A brecha que pode aumentar a verticalização foi um dos pontos mais criticados na audiência pública que discutiu o novo texto na noite desta terça (23) na Câmara. Representantes de diversas associações de bairro e urbanistas consideram que as mudanças desfiguram o Plano Diretor.

"Isso não é o que apareceu nas audiências, isso não é o que a população está dizendo, vocês não estão nos ouvindo", disse Laurita Salles, do Movimento Pró-Pinheiros. Ela acabou tendo a fala interrompida por uma campainha, acionada pelo presidente da comissão, vereador Rubinho Nunes (União Brasil), por exercer o tempo de fala, e não concluiu.

Um cálculo preliminar do professor Daniel Montandon, diretor da Faculdade de Arquitetura, Urbanismo e Design da Uninove, prevê que a nova regra deve aumentar em ao menos 150% o território que pode ser adensado.

"Está descaracterizando o adensamento demográfico pretendido pelo Plano Diretor", afirmou Montandon na audiência. "A proposta do Executivo de fato fazia mudanças pontuais, a proposta que está sendo trazida agora muda significativamente o Plano."

PRAZO CURTO

O tempo inicial cogitado para a discussão do substitutivo, de dois dias, foi criticado pela oposição na Câmara Municipal e por especialistas. Como o tema é complexo, eles pediam mais tempo para avaliar a proposta.

"O mais grave é fazer uma modificação dessas e querer votar sem ninguém ter lido o texto", reclamou o arquiteto e urbanista Nabil Bonduki, professor da Faculdade de Arquitetura e Urbanismo da USP, que foi relator dos últimos dois planos diretores da cidade.

O vereador Celso Giannazi (PSOL) disse que as audiências públicas sobre o tema foram esvaziadas e não há discussão real sobre as mudanças. Além disso, afirmou que as reivindicações da população raramente são transformadas em propostas de mudança no projeto.

"O prefeito Ricardo Nunes ligou o botão de comando com o presidente [da Câmara] Milton Leite para acelerar o processo de encaminhamento da revisão desse Plano Diretor Estratégico", disse Giannazi.

"Pouquíssimas pessoas conseguem participar, dado o horário e os dias em que são marcadas essas audiências, e elas são condensadas em um tempo muito curto para ouvir a demanda da população, que são muitas. Não há tempo hábil para implementar, para ter um estudo técnico e acomodar as demandas nas emendas ao projeto que vai ser apresentado."
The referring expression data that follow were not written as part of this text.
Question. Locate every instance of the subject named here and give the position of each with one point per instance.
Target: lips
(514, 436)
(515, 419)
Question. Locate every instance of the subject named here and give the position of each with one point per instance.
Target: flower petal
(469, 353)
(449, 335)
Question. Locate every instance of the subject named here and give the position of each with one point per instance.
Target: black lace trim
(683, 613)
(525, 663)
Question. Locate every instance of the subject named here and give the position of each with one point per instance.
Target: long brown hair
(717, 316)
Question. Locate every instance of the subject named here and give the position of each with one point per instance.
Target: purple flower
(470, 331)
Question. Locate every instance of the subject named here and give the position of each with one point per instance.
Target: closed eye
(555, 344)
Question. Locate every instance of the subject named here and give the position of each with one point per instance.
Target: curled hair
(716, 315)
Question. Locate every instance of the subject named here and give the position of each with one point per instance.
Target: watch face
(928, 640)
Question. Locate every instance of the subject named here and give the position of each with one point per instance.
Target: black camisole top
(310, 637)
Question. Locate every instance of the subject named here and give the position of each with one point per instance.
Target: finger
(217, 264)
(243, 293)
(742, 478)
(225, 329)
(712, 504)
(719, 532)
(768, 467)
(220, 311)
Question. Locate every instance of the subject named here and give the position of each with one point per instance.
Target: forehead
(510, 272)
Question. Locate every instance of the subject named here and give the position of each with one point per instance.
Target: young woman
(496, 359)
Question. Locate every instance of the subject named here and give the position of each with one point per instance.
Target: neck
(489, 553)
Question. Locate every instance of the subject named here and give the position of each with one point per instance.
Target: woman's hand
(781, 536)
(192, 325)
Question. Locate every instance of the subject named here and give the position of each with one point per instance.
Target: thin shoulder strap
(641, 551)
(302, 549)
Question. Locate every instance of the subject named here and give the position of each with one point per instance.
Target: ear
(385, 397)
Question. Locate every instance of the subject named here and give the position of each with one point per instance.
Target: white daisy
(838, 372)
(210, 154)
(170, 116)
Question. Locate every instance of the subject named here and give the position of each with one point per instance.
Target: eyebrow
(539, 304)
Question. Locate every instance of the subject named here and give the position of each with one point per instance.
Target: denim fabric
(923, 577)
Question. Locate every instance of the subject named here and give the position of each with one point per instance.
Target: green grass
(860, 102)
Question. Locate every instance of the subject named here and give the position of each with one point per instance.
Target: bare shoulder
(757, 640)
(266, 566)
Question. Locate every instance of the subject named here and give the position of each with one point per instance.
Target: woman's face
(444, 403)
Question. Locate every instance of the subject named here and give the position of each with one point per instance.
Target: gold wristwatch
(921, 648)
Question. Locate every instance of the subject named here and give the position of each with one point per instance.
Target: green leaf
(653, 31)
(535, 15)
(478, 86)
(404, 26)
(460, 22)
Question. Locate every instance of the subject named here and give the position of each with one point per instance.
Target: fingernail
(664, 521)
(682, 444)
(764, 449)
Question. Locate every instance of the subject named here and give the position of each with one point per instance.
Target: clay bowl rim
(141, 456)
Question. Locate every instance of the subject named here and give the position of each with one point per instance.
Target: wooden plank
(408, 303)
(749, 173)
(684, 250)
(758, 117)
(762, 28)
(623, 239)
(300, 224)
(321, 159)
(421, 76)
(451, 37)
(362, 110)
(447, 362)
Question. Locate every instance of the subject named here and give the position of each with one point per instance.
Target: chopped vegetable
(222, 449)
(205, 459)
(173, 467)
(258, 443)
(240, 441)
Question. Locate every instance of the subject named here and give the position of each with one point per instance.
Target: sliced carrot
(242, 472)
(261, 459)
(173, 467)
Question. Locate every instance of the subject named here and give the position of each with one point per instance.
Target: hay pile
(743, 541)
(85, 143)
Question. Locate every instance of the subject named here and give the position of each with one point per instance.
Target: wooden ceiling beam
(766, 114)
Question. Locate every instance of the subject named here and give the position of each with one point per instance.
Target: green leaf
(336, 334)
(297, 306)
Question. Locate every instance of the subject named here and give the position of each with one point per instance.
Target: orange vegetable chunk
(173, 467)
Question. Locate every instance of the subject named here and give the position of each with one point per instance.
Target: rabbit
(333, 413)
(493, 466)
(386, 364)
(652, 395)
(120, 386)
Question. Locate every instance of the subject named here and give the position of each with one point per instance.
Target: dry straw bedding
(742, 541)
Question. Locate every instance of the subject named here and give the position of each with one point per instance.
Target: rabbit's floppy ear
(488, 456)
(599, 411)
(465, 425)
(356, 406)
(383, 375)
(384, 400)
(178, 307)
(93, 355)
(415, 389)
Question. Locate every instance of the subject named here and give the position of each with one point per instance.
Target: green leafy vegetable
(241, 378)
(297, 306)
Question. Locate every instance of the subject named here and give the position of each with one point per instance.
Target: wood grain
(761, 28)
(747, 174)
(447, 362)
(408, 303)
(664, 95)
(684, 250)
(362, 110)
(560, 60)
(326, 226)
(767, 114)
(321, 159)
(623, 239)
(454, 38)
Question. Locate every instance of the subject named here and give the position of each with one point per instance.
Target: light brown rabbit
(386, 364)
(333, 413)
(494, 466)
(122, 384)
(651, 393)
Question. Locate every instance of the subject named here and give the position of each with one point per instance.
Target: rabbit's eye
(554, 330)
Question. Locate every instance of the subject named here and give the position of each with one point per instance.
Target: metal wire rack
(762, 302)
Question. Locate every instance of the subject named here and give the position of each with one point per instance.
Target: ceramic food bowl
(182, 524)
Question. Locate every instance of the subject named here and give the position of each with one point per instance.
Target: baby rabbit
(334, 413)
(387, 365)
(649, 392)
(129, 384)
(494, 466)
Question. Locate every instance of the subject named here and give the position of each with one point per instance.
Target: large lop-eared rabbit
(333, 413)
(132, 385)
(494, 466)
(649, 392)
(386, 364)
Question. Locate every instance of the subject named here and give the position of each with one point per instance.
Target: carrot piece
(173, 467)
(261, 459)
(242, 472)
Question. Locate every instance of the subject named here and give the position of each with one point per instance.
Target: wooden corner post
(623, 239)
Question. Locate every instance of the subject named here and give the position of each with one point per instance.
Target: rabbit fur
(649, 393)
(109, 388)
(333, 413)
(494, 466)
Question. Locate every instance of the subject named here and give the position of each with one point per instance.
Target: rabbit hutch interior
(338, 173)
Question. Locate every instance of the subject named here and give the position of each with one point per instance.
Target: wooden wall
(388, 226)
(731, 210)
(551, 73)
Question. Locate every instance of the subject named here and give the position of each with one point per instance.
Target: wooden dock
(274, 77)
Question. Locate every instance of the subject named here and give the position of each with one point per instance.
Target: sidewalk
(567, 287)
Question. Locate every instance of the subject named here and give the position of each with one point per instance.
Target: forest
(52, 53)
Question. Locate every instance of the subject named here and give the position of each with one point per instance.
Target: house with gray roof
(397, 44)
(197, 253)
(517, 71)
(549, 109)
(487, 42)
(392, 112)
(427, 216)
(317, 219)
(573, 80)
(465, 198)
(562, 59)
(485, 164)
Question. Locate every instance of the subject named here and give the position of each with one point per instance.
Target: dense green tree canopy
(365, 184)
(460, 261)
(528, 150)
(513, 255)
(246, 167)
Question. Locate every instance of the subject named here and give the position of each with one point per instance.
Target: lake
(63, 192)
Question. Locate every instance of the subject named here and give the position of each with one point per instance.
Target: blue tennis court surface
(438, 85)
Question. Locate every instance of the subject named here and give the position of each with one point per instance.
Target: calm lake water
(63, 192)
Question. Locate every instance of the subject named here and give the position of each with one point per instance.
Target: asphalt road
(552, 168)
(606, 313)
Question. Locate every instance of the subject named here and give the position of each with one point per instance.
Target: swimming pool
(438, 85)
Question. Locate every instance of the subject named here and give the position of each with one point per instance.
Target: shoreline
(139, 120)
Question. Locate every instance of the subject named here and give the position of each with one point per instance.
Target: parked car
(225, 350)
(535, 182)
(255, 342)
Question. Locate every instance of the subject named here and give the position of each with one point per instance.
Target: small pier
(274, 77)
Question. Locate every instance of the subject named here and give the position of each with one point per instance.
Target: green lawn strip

O relator do projeto, Rodrigo Goulart, discorda. Ele afirmou que todas as alterações feitas no projeto saíram das discussões nas audiências públicas. Acrescentou, ainda, que a legislação torna mais moderna a principal lei urbanística da cidade.

Ele destacou, entre outros pontos, a obrigação para que se fiscalize o destino da moradia popular na cidade. A Folha já mostrou que unidades de HIS (Habitação de Interesse Popular) e HMP (Habitação de Moradia Popular) acabam destinadas a proprietários que não se encaixam nos critérios de programas habitacionais.

A gestão Nunes já havia proposto que a condição de HIS ou HMP, com a obrigação de destinar o imóvel para o perfil correto de renda, ficará gravada na matrícula do imóvel. É com base nesse mecanismo que a prefeitura poderá fiscalizar e aplicar punições a empreendedores que não cumprirem a regra.

Goulart disse que os vereadores melhoraram esse mecanismo. Instituições financeiras vão fiscalizar o perfil de renda dos proprietários e passar essas informações para as empreiteiras, e a prefeitura poderá consultar esses dados a qualquer momento, segundo o relator.

Ele também afirmou que o processo de discussão não está sendo feita de maneira atropelada. Foram feitas 46 audiências públicas desde a apresentação do projeto pela prefeitura, em março. Uma nova audiência será feita na noite desta terça. Outras duas estão previstas entre as votações em primeiro e segundo turno.

"Estamos dando um prazo de 48 horas do conhecimento do texto até a votação em primeiro turno, e após essa etapa teremos audiências públicas devolutivas, em que vamos apresentar o projeto para todos", disse Goulart sobre o prazo inicial, depois alterado. "Há publicidade e há transparência."